Cuaca Ekstrem Melanda Medan, 3 Mobil Dinas Ketua DPRD Ringsek Tertimpa Pohon
- Ist/VIVA Medan
Medan, VIVA Medan–Tiga mobil dinas Ketua DPRD Kota Medan, Wong Chun Sen, tertimpa pohon di depan kediaman, di Jalan Budi Pembangunan III Nomor 1-D, Kecamatan Medan Barat, Kota Medan, Selasa malam, 18 Agustus 2026.
Tertimpa pohon mobil dinas Ketua DPRD Kota Medan itu, akibat terjadi hujan deras disertai angin kencang. Pohon tumbang itu, persis berada di depan Kantor Lurah Pulo Brayan Kota, yang tepatdi depan kediaman Ketua DPRD Medan.
Tiga mobil tertimpa pohon itu, yakni mobil listrik Ioniq 5, Hyundai Palisade dan Innova Reborn. Saat pohon tumbang, Wong Chun Sen, sedang melakukan kunjungan kerja ke luar kota. Sehingga tidak mengetahui persis terjadi pohon tumbang di depan rumahnya.
“Saya tadi mendapat laporan dari sekuriti di rumah bahwa dua unit mobil dinas, yang biasa terparkir di depan rumah rusak, akibat tertimpa pohon, saat hujan deras turun. Kebetulan saya sedang kunjungan kerja ke luar kota,” ucap Wong Chun Sen kepada wartawan melalui telpon seluler, Rabu 19 Agustus 2026.
Wong Chun Sen mengatakan sudah berkoordinasi dengan Sekretariat DPRD Kota Medan untuk proses perbaikan ketiga mobil tertimpa pohon.
Sementara itu, Lurah Pulo Brayan Kota, Rivai Nasutio membenarkan peristiwa pohon tumbang itu, pihaknya sudah turun melakukan pemotongan dan pembersihan material pohon tumbang itu.
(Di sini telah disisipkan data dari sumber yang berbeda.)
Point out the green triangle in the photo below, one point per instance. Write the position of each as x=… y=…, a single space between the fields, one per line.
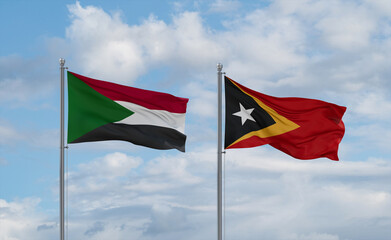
x=88 y=109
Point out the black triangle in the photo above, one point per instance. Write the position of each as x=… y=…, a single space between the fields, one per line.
x=233 y=124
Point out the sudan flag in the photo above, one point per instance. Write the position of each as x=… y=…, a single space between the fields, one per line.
x=303 y=128
x=99 y=110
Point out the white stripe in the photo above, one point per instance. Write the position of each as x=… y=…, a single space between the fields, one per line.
x=145 y=116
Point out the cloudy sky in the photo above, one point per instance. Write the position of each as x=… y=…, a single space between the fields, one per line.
x=336 y=51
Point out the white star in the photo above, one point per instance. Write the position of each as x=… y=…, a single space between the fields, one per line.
x=244 y=114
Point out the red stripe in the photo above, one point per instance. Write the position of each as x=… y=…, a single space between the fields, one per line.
x=146 y=98
x=320 y=132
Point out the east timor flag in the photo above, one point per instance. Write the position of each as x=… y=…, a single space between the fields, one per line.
x=303 y=128
x=99 y=110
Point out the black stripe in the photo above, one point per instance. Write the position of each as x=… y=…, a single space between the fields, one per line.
x=144 y=135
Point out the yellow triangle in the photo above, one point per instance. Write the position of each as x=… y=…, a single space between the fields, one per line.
x=281 y=126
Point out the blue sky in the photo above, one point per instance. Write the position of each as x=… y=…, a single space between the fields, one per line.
x=337 y=51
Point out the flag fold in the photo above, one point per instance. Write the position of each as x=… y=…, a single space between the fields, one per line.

“Iya benar. Kabarnya pohon tumbang di depan kantor lurah dan menimpa mobil dinas Ketua DPRD Kota Medan. Saya juga sedang memantau situasi di sekitar kelurahan dan anggota sudah saya kerahkan untuk meninjau ke lokasi,” jelas Rivai.
Paling menjadi sorotan, persoalan kondisi pohon di kawasan tersebut ternyata bukan hal baru. Rivai mengungkapkan, pihaknya sudah pernah menyurati Dinas Lingkungan Hidup (DLH) Kota Medan untuk meminta pemangkasan sejumlah pohon yang dinilai sudah terlalu rindang dan berusia tua. Namun, hingga pohon tumbang dan menimpa dua kendaraan dinas tersebut, permintaan pemangkasan itu disebut belum mendapat tindak lanjut.
“Sebenarnya kami sudah pernah menyurati Dinas Lingkungan Hidup untuk memangkas pohon, namun belum ada jawaban,” kata Rivai.